Why is close-kin inbreeding so scorned today?

To Blake: Obviously you have a large emotional stake in the bible issue, so I will not comment further. You have not substantially addressed my points, merely reiterating that you are right, I am wrong, and that no other interpretation than yours is correct. There is no point in continuing this debate.

I too would like a reference for that claim. Particularly WRT Europe. Consider the play Cyrano de Bergerac.
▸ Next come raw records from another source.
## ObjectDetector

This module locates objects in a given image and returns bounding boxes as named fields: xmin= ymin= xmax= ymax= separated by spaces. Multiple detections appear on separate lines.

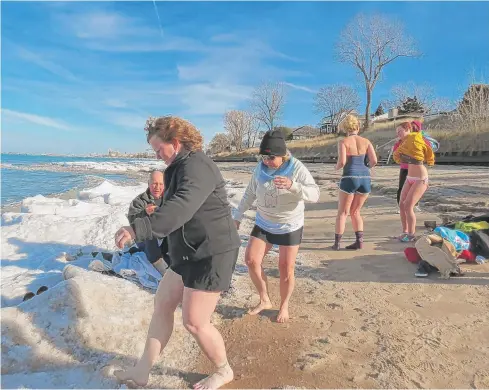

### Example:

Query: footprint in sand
xmin=326 ymin=303 xmax=343 ymax=310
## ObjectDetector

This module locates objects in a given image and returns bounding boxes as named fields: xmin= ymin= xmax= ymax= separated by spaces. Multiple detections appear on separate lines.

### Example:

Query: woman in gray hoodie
xmin=233 ymin=130 xmax=319 ymax=322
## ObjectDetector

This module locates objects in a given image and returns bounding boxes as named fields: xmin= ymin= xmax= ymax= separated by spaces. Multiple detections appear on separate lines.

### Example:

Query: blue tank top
xmin=343 ymin=154 xmax=370 ymax=177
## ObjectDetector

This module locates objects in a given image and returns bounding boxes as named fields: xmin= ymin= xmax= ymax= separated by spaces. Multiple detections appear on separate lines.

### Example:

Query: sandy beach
xmin=199 ymin=165 xmax=489 ymax=388
xmin=2 ymin=164 xmax=489 ymax=388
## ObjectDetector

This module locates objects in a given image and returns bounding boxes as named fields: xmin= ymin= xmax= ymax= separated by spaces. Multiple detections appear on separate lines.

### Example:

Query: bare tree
xmin=209 ymin=133 xmax=231 ymax=154
xmin=243 ymin=111 xmax=260 ymax=149
xmin=386 ymin=82 xmax=452 ymax=114
xmin=252 ymin=83 xmax=285 ymax=130
xmin=315 ymin=84 xmax=360 ymax=129
xmin=224 ymin=110 xmax=258 ymax=152
xmin=336 ymin=14 xmax=420 ymax=128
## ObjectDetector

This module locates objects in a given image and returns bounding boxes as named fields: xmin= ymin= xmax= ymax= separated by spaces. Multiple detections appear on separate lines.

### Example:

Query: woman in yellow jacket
xmin=394 ymin=122 xmax=435 ymax=242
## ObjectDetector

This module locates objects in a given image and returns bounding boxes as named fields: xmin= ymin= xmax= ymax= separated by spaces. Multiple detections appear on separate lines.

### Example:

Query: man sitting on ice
xmin=127 ymin=171 xmax=170 ymax=274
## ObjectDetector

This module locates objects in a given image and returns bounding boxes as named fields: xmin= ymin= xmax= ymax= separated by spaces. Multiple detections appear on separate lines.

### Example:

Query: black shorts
xmin=250 ymin=225 xmax=304 ymax=246
xmin=170 ymin=248 xmax=239 ymax=291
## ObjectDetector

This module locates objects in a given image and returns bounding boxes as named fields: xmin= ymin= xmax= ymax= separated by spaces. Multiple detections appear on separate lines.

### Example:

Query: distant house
xmin=292 ymin=125 xmax=321 ymax=140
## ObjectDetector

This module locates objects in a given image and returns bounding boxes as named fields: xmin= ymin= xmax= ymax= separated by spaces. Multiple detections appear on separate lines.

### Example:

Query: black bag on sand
xmin=443 ymin=214 xmax=489 ymax=229
xmin=470 ymin=229 xmax=489 ymax=259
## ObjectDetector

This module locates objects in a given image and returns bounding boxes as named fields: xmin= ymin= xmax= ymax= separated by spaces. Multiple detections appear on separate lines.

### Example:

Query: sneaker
xmin=396 ymin=232 xmax=408 ymax=241
xmin=399 ymin=234 xmax=416 ymax=242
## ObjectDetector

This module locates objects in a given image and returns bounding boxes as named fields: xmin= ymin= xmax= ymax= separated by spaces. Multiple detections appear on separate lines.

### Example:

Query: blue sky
xmin=1 ymin=2 xmax=489 ymax=153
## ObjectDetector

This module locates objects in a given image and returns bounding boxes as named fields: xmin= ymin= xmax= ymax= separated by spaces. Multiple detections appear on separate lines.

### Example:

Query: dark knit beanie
xmin=260 ymin=130 xmax=287 ymax=156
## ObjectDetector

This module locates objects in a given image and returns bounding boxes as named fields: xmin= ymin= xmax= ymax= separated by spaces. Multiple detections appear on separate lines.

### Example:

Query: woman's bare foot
xmin=277 ymin=305 xmax=289 ymax=324
xmin=114 ymin=365 xmax=149 ymax=387
xmin=248 ymin=300 xmax=273 ymax=316
xmin=194 ymin=363 xmax=234 ymax=390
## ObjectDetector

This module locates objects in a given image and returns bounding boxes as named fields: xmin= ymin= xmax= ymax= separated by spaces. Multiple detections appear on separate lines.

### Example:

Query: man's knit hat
xmin=260 ymin=130 xmax=287 ymax=156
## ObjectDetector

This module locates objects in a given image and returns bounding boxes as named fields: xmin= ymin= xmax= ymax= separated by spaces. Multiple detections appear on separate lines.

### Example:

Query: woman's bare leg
xmin=399 ymin=180 xmax=411 ymax=234
xmin=114 ymin=269 xmax=183 ymax=386
xmin=333 ymin=190 xmax=354 ymax=250
xmin=182 ymin=287 xmax=234 ymax=390
xmin=245 ymin=237 xmax=272 ymax=315
xmin=404 ymin=180 xmax=428 ymax=236
xmin=277 ymin=245 xmax=299 ymax=322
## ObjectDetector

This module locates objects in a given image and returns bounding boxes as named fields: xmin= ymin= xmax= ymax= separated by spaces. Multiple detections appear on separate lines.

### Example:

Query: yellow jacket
xmin=393 ymin=132 xmax=435 ymax=165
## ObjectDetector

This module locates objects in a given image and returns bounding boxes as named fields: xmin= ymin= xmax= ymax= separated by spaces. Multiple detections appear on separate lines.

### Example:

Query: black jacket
xmin=127 ymin=188 xmax=170 ymax=264
xmin=131 ymin=151 xmax=241 ymax=266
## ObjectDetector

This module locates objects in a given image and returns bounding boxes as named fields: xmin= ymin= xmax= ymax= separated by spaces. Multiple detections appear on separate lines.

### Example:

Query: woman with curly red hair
xmin=114 ymin=116 xmax=241 ymax=389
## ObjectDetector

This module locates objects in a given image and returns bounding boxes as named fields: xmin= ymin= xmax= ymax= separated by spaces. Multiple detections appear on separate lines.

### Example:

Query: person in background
xmin=393 ymin=122 xmax=435 ymax=242
xmin=114 ymin=116 xmax=241 ymax=390
xmin=392 ymin=120 xmax=431 ymax=214
xmin=233 ymin=130 xmax=319 ymax=322
xmin=332 ymin=115 xmax=377 ymax=250
xmin=127 ymin=171 xmax=170 ymax=275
Cyrano has a deep romantic interest in his cousin, and Cyrano is characterized as a man of the highest honor. Frenchmen now would consider Cyrano to be worthy of snickering about?
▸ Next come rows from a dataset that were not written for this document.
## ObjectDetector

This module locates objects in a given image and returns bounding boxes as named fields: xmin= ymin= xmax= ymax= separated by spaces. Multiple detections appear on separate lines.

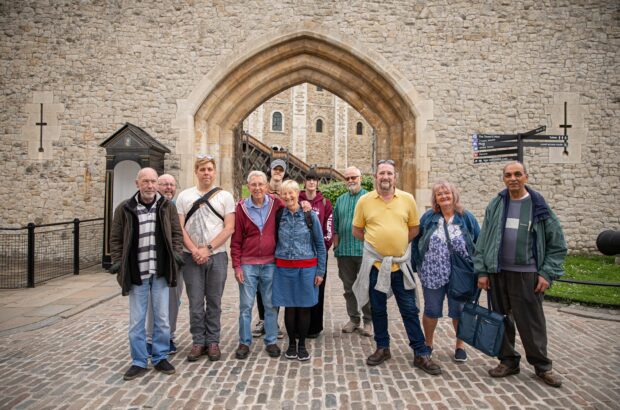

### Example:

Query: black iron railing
xmin=0 ymin=218 xmax=103 ymax=289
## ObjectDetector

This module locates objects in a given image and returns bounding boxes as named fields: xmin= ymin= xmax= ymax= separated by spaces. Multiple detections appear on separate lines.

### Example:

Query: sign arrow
xmin=474 ymin=148 xmax=517 ymax=158
xmin=474 ymin=155 xmax=517 ymax=164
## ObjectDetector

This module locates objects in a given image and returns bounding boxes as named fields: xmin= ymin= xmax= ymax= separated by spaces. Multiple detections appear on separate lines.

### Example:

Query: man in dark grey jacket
xmin=474 ymin=161 xmax=566 ymax=387
xmin=110 ymin=168 xmax=183 ymax=380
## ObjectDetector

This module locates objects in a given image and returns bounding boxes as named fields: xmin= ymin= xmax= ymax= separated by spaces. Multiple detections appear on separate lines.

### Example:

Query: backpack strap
xmin=183 ymin=187 xmax=224 ymax=226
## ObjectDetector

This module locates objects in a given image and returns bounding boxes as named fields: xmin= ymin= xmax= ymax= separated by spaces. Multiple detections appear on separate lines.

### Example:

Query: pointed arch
xmin=174 ymin=23 xmax=434 ymax=200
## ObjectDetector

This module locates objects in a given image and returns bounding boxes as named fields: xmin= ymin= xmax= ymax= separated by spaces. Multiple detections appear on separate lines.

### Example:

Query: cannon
xmin=596 ymin=230 xmax=620 ymax=256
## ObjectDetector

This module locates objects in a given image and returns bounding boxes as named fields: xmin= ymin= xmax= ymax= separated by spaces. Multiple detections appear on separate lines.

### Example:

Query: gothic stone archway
xmin=176 ymin=22 xmax=433 ymax=205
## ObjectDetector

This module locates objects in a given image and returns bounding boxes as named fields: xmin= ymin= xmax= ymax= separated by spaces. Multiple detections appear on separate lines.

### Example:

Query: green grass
xmin=546 ymin=256 xmax=620 ymax=307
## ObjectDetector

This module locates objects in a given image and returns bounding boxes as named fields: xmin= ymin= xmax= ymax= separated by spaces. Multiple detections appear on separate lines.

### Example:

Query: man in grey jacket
xmin=110 ymin=168 xmax=183 ymax=380
xmin=474 ymin=161 xmax=566 ymax=387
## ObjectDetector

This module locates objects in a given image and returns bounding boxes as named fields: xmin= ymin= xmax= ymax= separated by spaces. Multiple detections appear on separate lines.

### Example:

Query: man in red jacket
xmin=299 ymin=168 xmax=334 ymax=339
xmin=230 ymin=171 xmax=284 ymax=359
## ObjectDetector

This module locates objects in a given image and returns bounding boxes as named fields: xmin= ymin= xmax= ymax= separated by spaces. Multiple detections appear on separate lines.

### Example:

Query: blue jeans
xmin=239 ymin=263 xmax=278 ymax=346
xmin=369 ymin=266 xmax=430 ymax=356
xmin=422 ymin=283 xmax=465 ymax=320
xmin=129 ymin=275 xmax=170 ymax=368
xmin=183 ymin=252 xmax=228 ymax=346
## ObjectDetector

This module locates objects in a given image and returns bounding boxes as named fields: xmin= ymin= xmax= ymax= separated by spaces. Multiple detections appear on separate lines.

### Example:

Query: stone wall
xmin=0 ymin=0 xmax=620 ymax=252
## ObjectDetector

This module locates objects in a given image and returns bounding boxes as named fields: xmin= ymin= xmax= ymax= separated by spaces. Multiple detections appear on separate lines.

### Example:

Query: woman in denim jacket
xmin=411 ymin=181 xmax=480 ymax=362
xmin=272 ymin=180 xmax=327 ymax=361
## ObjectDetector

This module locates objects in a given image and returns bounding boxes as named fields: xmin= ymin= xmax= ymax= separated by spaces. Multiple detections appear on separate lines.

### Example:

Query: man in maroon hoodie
xmin=230 ymin=171 xmax=284 ymax=359
xmin=299 ymin=168 xmax=334 ymax=339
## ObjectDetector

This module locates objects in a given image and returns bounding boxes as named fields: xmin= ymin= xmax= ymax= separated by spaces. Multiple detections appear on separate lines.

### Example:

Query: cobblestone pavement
xmin=0 ymin=258 xmax=620 ymax=409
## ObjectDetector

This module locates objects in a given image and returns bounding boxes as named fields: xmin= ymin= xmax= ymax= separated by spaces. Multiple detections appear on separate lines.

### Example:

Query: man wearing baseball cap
xmin=269 ymin=159 xmax=286 ymax=197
I seem to remember that the native Hawaiians practiced inbreeding within “royal” families in order to create “superior” individuals. Anyone know if this has a factual basis? While trying, unsuccessfully, to verify this in Wikipedia I found reference to incestual marriages in the royal dynasties of ancient Egypt.

On a gene-by-gene basis, the probability is 1 in 4 that an offspring will exhibit the recessive trait if both parents exhibit the dominant trait. Remember that in real life the situation is more complex; more than one gene may be involved in a phenotypic trait.

Oh what a load of rubbish. I addressed evey point you made fully and with references. You on the other hand have refused to answer my questions even when I asked them several times.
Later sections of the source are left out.